In a 5-to-4 decision, the Supreme Court of Washington State upheld a ruling by a lower court that found that the state’s Department of Ecology (Ecology) exceeded its statutory authority by promulgating a regulation that imposed greenhouse gas (GHG) emissions standards on indirect emitters of those gases. According to the majority, the “plain language” of the Washington Clean Air Act limits the applicability of emissions standards to actual emitters.
But the majority did not agree with the lower court’s finding that all aspects of the state’s 2016 Clean Air Rule were nonseverable, and therefore, the entire rule was illegal. Accordingly, the majority invalidated the rule only to the extent that it regulates nonemitters.
The four judges who dissented from the majority argued that in writing the statute, the legislature provided Ecology with “broad authority” to regulate GHG emissions, and that authority extended to indirect emissions.
Petroleum and natural gas businesses
The rule created GHG emissions standards for three types of businesses: certain stationary sources; petroleum product producers and importers; and natural gas distributors. Most of these businesses were required to reduce their GHG emissions by 1.7 percent every year, using their emissions in 2017 as a baseline. Ecology projected that the rule would reduce emissions by 20 million metric tons of carbon dioxide or their equivalent by 2035, or about two-thirds of the target the state legislature established in 2008.

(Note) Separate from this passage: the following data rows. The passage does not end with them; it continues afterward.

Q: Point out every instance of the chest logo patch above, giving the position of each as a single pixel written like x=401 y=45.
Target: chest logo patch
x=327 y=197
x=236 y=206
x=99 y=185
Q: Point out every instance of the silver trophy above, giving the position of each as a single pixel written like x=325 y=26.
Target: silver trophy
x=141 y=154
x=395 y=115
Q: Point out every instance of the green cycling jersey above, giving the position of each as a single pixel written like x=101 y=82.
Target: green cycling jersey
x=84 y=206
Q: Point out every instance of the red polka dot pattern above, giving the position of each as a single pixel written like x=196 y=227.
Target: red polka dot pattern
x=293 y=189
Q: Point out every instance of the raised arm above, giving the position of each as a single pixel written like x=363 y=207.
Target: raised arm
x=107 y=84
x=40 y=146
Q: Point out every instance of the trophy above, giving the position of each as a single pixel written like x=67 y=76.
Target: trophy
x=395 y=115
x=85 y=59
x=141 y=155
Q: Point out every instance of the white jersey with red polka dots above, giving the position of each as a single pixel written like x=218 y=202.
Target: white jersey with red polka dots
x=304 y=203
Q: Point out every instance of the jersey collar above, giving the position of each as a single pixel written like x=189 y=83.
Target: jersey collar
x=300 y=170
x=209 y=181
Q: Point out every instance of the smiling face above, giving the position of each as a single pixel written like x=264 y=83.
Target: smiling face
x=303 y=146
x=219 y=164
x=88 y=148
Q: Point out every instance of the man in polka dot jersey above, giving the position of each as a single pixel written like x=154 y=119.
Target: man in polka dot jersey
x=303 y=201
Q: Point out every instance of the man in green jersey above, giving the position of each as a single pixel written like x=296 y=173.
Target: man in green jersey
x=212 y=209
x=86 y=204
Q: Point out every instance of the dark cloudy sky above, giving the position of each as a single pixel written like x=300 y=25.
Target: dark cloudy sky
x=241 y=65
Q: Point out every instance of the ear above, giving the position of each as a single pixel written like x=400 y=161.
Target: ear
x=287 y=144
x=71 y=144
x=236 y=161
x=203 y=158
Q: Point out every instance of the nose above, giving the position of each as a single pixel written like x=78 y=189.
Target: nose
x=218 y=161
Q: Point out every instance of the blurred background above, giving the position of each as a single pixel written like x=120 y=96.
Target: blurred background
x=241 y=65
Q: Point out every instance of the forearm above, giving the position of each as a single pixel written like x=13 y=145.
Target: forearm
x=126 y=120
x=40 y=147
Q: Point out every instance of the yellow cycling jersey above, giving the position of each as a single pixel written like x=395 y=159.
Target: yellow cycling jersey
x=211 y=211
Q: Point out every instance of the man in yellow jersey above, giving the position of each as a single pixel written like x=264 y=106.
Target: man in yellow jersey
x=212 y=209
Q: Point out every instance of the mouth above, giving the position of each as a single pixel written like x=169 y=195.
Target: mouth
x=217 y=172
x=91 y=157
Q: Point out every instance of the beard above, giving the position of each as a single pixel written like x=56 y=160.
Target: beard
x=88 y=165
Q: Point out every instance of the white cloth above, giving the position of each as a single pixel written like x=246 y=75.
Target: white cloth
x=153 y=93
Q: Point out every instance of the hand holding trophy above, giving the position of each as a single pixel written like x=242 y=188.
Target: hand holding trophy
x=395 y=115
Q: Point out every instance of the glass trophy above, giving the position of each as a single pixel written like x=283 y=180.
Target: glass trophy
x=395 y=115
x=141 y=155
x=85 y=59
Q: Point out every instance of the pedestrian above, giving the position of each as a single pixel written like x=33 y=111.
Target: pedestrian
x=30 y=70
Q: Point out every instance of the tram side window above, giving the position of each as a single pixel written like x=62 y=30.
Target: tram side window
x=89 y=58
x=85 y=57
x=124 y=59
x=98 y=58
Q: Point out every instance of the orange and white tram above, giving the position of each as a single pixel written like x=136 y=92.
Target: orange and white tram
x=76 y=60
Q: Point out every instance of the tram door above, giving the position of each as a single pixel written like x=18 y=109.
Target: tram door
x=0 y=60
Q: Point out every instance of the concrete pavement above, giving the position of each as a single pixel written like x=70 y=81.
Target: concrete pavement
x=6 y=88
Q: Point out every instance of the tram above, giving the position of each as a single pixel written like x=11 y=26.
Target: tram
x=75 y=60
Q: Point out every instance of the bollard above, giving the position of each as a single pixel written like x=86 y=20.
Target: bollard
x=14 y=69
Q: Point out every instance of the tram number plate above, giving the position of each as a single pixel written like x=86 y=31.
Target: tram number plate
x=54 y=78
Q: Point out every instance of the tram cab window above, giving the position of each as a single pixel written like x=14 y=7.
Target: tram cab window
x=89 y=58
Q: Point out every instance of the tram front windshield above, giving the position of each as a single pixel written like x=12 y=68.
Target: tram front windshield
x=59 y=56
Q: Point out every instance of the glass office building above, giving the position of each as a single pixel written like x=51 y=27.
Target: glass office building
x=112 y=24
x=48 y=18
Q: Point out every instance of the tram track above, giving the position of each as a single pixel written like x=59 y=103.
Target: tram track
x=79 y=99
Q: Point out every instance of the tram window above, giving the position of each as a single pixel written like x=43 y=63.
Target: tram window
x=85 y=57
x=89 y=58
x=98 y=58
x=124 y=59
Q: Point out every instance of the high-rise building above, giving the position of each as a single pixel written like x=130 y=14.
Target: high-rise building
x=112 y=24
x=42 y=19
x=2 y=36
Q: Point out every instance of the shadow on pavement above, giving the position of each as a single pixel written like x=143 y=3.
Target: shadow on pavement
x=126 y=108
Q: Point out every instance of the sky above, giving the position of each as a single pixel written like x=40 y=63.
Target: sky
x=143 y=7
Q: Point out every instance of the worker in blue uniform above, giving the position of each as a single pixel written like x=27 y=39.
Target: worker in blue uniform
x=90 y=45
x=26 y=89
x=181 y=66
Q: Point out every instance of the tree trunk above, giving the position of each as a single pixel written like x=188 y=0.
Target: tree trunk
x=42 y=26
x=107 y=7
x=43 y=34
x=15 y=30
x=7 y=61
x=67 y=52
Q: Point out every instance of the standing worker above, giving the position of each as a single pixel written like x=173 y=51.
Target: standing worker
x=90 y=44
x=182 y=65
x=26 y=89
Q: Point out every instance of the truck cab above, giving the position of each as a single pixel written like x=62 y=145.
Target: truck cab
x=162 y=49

Also, the rule covers approximately 68 percent of all the GHG emissions in Washington. Of those emissions, approximately 74 percent are generated by the combustion of products sold by natural gas distributors and petroleum product producers and importers. Because these covered businesses sell products but do not control the amount of fuel or gas burned, Ecology acknowledged that these businesses cannot make direct emissions reductions. Therefore, the only mechanism through which natural gas distributors and petroleum product producers and importers can address emissions generated by the products they sell is to pay to offset the emissions caused by third parties using their products.
The rule was challenged by the Association of Washington Business and seven other industry organizations.
Plain language
The majority makes the following points:
- The statute’s definition of emission standard—”a requirement ... that limits the quantity, rate, or concentration of emissions of air contaminants on a continuous basis”—plainly limits rules to those entities that actually release air contaminants.
- The statute provided several examples that Ecology said strengthened its position that it had the authority to regulate indirect emitters. The majority responded that the definition became ambiguous in light of the examples. “But the broadest possible interpretation of a provision is not a necessary consequence of any ambiguity, particularly where the evidence weighs heavily against such an interpretation,” said the majority.
The majority said that Ecology correctly noted the statute’s purposes include “provid[ing] for the use of all known, available, and reasonable methods to reduce, prevent, and control air pollution,” as well as “achiev[ing] significant reductions in emissions from those small sources whose aggregate emissions constitute a significant contribution to air pollution.” The majority added that read in isolation, that clause might suggest the legislature intended to imbue Ecology with wide-ranging authority to reduce air pollution in any way possible.
“But a closer look at the Act’s purpose statement undercuts this reading: ‘It is the policy of the state that the costs of protecting the air resource and operating state and local air pollution control programs shall be shared as equitably as possible among all sources whose emissions cause air pollution,’” said the majority.
“By reading the Act’s purpose statement selectively, Ecology justifies imposing significant costs on entities that do not emit pollutants into the air, in direct contravention of another provision of the same purpose statement,” concluded the majority.
Legislature intended broad construction
The dissent agreed that “the broadest possible interpretation of a provision is not a necessary consequence of any ambiguity. But the dissent added that the Supreme Court has “historically found that when passing laws that protect Washington’s environmental interests, the legislature intended those laws to be broadly construed to achieve the statute’s goals.”
“Therefore, since the Act’s focus is to reduce emissions across the state from various sources, this potential ambiguity under the Act should be broadly construed to encompass both direct and indirect emission sources,” concluded the dissent.